Reputation: 51
How to check the correctness of the syntax contained in the ksh shell script without executing it? To make my point clear: in perl we can execute the command:
perl -c test_script.pl
to check the syntax. Is something similar to this available in ksh?
Upvotes: 5
Views: 10591
Reputation: 66
The tests that you say failed to detect syntax errors, where not in fact syntax errors... echo is a command (OK a builtin, but still a command) so ksh/bash are not going to check the spelling/syntax of your command.

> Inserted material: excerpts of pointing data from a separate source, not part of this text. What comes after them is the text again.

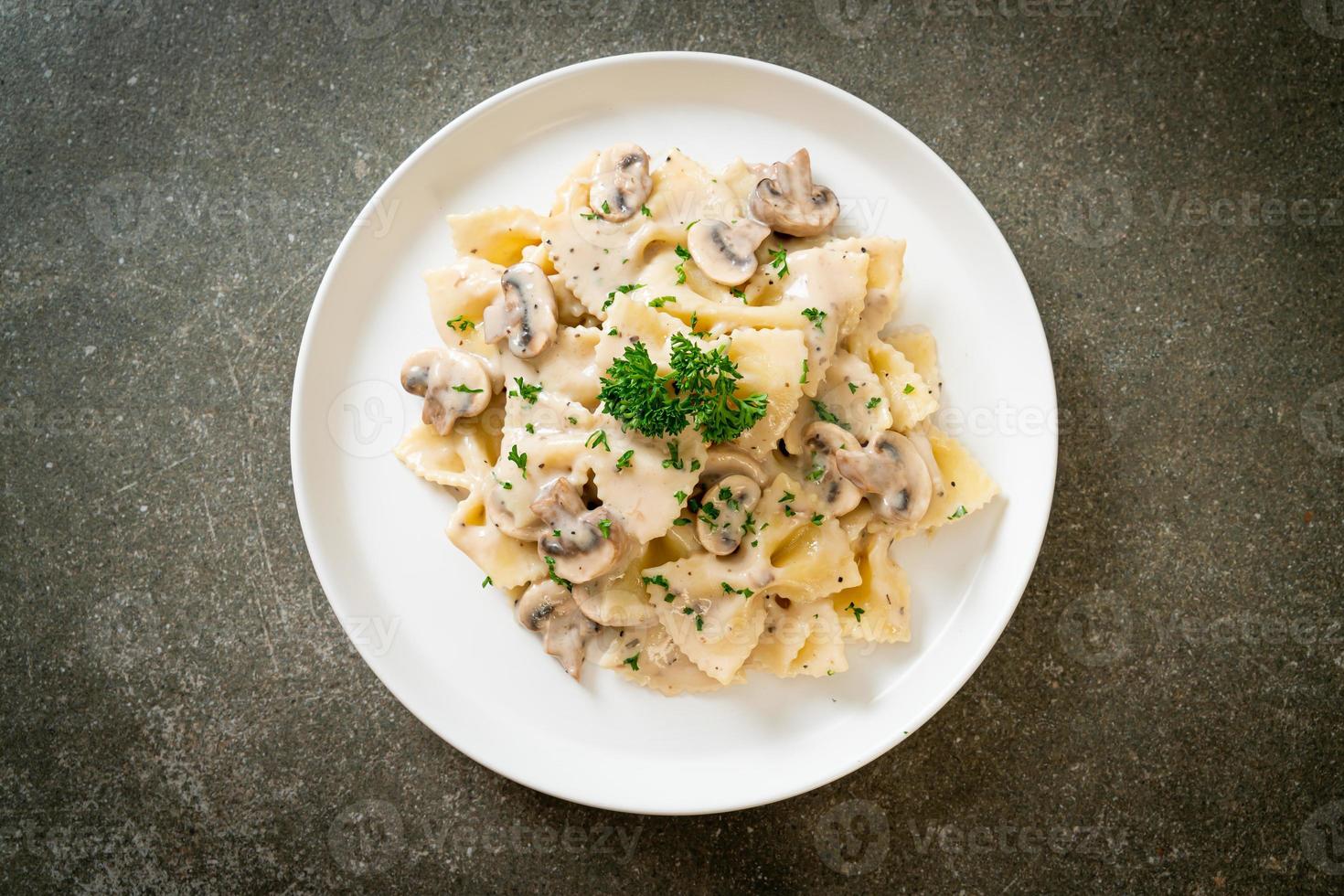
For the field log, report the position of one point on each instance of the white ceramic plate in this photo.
(453, 653)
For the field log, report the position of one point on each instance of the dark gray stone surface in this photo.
(180, 709)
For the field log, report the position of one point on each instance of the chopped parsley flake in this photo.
(519, 460)
(674, 458)
(527, 391)
(549, 572)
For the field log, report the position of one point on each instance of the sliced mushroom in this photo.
(892, 475)
(791, 203)
(920, 438)
(548, 607)
(454, 384)
(621, 183)
(826, 443)
(726, 252)
(582, 543)
(725, 460)
(726, 507)
(526, 312)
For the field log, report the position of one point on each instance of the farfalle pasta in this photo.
(684, 421)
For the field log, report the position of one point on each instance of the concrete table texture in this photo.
(182, 710)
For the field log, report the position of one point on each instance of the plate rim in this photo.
(303, 503)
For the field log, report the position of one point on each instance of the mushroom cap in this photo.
(726, 460)
(722, 534)
(826, 443)
(791, 203)
(621, 182)
(575, 539)
(548, 607)
(726, 252)
(892, 475)
(453, 383)
(525, 314)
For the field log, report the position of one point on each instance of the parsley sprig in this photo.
(700, 391)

Similarly "[" is effectively an alias for the test command, and the command expects the closing brace "]" as part of its syntax, not ksh/bash's. So -n does what it says on the tin, you just haven't read the tin correctly! :-)
Upvotes: 1
Reputation: 49
I did a small test with the following code:
#!/bin/bash
if [ -f "buggyScript.sh" ; then
echo "found this buggy script"
fi
Note the missing ] in the if. Now I entered
bash -n buggyScript.sh
and the missing ] was not detected.
The second test script looked like this:
#!/bin/bash
if [ -f "buggyScript.sh" ]; then
echo "found this buggy script"
Note the missing fi at at end of the if. Testing this with
bash -n buggyScript.sh
returned
buggyScript.sh: line 5: syntax error: unexpected end of file
Conclusion: Testing the script with the n option detects some errors, but by no means all of them. So I guess you really find all error only while executing the script.